A soberania é um valor político conquistado pelos estados nacionais desde a Modernidade. Desenhou as relações de poder, de modo a fortalecer a autonomia dos povos. O Brasil tem a soberania como princípio constitucional pétreo, portanto impermeável à discussão e mudança. Ao afrontar a soberania sob a desfaçatez da liberdade de expressão absoluta, Musk incorre no comportamento arbitrário por realçar a pretensão ao poder ilimitado da sua organização na disputa como estado em favor de seus interesses.


Abolição do tempo e do espaço


Um dos efeitos desse modelo digital adotado por Musk et caterva é a sensação da intemporalidade, da presentificação e da exponenciação da individualidade sobre o público. O sujeito, ao entrar no looping das redes, submetendo-se à roda infinita de mensagens, abole a referência temporal e torna aquele momento um presente adensado, permanente, abarcando passado e futuro.


Como combater tal conduta e relação de poder com as armadas tradicionais de governo ou com os recursos da estrutura do Estado sistema? O combate é político e jurídico. As decisões do STF evidenciam esse norte. Pois o que está em jogo é a organização da sociedade brasileira em torno dos seus interesses como Estado soberano.

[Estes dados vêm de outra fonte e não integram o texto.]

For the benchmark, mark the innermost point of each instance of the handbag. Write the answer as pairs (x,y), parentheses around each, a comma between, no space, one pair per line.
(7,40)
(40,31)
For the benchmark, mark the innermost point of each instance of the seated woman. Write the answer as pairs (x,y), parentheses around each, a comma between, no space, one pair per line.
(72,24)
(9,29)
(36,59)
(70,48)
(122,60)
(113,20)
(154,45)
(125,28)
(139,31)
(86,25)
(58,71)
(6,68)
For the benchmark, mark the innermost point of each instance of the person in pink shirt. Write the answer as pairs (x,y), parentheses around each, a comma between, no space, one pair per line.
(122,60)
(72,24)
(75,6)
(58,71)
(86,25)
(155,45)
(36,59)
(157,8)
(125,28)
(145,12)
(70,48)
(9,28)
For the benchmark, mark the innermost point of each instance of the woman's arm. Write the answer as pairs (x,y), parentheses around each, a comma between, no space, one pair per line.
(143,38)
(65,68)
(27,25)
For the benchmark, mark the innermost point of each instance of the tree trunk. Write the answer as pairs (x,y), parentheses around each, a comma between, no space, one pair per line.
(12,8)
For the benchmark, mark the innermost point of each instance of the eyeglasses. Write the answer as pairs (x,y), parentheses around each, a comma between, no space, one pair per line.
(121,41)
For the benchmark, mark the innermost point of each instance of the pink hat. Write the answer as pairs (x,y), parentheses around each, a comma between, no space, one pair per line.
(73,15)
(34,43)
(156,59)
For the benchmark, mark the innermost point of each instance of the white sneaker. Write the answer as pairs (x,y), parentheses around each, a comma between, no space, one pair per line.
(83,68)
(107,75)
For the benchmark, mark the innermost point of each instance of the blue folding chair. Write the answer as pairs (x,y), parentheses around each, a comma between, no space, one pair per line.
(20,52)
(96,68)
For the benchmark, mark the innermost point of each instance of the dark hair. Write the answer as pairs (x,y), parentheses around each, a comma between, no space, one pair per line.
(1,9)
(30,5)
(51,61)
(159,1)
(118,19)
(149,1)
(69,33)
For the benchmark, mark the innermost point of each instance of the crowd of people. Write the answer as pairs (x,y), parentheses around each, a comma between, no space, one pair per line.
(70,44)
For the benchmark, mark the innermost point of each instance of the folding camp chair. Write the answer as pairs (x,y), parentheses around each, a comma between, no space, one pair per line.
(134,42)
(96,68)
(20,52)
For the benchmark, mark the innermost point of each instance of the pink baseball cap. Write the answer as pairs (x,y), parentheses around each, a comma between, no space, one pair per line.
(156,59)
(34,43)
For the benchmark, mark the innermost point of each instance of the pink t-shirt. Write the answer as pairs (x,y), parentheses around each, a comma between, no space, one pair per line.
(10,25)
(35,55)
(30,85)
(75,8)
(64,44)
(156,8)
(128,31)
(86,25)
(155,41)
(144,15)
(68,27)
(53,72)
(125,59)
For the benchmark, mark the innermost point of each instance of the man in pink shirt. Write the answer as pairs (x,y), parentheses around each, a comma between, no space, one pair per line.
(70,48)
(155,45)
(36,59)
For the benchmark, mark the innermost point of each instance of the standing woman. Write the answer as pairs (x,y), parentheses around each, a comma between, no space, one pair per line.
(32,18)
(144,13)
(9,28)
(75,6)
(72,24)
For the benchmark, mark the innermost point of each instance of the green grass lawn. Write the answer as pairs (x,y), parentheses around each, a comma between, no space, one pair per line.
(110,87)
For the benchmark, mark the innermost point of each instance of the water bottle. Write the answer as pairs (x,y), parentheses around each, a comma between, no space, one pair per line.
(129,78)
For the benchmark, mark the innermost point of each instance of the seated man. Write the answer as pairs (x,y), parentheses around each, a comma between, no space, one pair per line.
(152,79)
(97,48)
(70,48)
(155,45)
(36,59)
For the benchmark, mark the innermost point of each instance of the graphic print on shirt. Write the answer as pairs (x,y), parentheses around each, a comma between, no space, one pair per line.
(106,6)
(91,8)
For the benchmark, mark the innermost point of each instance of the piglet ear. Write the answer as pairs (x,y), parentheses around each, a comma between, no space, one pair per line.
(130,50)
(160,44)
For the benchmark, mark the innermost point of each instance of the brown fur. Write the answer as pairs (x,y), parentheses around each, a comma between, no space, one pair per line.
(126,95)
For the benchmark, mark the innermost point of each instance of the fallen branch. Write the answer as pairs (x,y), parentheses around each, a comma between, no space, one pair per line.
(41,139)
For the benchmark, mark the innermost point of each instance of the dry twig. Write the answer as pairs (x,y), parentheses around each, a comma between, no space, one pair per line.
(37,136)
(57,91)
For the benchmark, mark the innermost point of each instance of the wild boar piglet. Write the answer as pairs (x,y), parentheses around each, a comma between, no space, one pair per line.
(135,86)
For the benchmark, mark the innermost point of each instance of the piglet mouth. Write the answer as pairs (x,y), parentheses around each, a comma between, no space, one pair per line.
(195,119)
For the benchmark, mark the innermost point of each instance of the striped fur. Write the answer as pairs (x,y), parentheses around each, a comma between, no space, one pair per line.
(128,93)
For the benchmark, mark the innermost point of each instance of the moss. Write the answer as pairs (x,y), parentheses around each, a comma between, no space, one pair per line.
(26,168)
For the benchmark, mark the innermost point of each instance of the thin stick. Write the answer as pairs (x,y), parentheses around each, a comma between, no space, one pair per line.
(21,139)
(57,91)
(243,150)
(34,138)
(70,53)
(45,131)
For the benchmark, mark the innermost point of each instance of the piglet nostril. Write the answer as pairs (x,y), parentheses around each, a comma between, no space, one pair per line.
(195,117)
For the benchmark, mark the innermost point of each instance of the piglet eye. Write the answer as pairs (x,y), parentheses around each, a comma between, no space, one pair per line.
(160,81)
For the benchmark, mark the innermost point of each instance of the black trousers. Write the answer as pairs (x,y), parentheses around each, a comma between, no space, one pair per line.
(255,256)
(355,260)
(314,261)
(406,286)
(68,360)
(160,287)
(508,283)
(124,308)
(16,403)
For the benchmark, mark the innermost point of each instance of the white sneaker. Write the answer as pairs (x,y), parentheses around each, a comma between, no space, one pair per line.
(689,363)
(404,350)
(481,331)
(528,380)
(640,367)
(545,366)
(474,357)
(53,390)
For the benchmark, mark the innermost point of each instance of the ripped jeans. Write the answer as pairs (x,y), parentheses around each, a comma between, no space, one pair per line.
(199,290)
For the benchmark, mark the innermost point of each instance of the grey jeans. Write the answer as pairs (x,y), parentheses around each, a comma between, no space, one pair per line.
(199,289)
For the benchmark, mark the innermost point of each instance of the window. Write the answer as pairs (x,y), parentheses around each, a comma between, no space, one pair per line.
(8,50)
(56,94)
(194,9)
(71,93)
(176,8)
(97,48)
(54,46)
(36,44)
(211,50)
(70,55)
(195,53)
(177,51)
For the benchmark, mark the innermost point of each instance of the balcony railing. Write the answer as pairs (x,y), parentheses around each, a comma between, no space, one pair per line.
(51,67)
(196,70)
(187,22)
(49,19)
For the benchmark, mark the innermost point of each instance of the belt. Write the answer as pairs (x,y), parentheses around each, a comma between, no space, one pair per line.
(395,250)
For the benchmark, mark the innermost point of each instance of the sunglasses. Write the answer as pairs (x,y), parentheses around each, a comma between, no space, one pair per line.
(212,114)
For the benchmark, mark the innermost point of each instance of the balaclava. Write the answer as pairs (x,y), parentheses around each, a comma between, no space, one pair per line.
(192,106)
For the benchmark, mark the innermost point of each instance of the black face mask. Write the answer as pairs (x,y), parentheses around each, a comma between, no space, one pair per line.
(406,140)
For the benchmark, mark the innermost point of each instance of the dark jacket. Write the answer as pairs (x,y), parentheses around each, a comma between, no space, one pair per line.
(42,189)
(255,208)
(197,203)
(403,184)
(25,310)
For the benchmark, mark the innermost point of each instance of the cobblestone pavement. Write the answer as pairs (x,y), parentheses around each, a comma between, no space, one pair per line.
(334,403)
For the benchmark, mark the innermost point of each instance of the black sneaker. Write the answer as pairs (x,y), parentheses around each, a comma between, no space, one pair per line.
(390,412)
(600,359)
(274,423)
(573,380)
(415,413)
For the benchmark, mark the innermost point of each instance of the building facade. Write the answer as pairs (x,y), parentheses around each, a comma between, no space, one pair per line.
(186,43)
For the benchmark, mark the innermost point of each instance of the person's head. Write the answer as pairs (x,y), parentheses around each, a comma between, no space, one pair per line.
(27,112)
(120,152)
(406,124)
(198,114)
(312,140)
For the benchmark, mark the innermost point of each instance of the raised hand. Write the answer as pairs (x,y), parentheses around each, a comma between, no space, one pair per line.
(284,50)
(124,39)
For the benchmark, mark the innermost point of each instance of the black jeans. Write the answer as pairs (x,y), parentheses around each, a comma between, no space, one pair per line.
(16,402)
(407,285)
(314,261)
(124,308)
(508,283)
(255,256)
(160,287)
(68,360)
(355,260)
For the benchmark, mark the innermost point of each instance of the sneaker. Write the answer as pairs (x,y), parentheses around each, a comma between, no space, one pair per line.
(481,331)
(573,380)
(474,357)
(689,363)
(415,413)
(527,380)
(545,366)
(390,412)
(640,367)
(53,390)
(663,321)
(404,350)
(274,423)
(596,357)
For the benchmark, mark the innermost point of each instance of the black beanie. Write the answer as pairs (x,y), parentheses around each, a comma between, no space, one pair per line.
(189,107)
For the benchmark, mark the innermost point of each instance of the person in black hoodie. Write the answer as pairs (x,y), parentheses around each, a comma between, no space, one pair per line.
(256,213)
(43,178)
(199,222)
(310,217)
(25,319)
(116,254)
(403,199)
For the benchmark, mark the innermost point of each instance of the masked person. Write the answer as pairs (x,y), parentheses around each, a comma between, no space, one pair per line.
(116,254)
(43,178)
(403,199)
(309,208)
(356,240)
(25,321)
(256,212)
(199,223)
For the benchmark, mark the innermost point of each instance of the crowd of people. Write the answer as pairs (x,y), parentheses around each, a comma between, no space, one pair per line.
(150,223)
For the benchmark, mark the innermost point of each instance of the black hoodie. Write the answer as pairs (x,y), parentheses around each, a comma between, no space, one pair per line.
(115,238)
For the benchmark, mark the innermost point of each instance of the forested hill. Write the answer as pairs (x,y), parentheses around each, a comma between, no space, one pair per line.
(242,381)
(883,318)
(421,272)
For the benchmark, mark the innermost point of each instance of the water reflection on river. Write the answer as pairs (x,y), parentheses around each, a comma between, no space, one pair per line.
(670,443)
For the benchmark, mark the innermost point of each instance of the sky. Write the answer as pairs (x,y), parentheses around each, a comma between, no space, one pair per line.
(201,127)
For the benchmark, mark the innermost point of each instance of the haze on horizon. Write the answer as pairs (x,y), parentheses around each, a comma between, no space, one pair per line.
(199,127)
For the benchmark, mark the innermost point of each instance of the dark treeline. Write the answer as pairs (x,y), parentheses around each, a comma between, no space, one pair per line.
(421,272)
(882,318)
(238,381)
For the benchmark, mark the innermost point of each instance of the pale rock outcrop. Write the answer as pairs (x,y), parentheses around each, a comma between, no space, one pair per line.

O mandato do presidente Trump serve de embalagem para os interesses das três bigs, mas há o destaque para as tecnológicas, representadas por Musk no governo norte-americano. E a gravidade dessa política de dominação é acentuada na medida em que Trump volta-se para o modelo colonial mercantilista ao pretender isolar os EUA sob um controle pleno sobre os países aliados pós-Segunda Grande Guerra. Ao anunciar a pretensão de anexar o Canadá, a Groelândia, o controle sobre a mineração na Ucrânia o domínio de fato sobre o canal do Panamá e o enfraquecimento da Europa, Trump alimenta as pretensões das big techs sobre a fragilização dos outros países, em especial os mais dependentes economicamente dos Estados Unidos.


Tanto que Trump anuncia aos quatro ventos a ambição em deter o domínio de territórios ricos nas terras raras, que abrigam metais altamente preciosos para a indústria tecnológica. O lítio, o níquel, o grafite, cobalto e outros menos conhecidos, como o neodímio, cuja natureza é potencializar o fenômeno magnético, fundamental para os motores elétricos.


Hoje, a China detém 50% das reservas mundiais das terras raras. E processa 70% da produção mundial. Aí o conflito que atemoriza Trump e as big techs norte-americanas. No meio disso, os países de menor poder, que sofrem com a briga dos impérios.



Marcel Cheida é jornalista, professor na Faculdade de Jornalismo na Puc Campinas.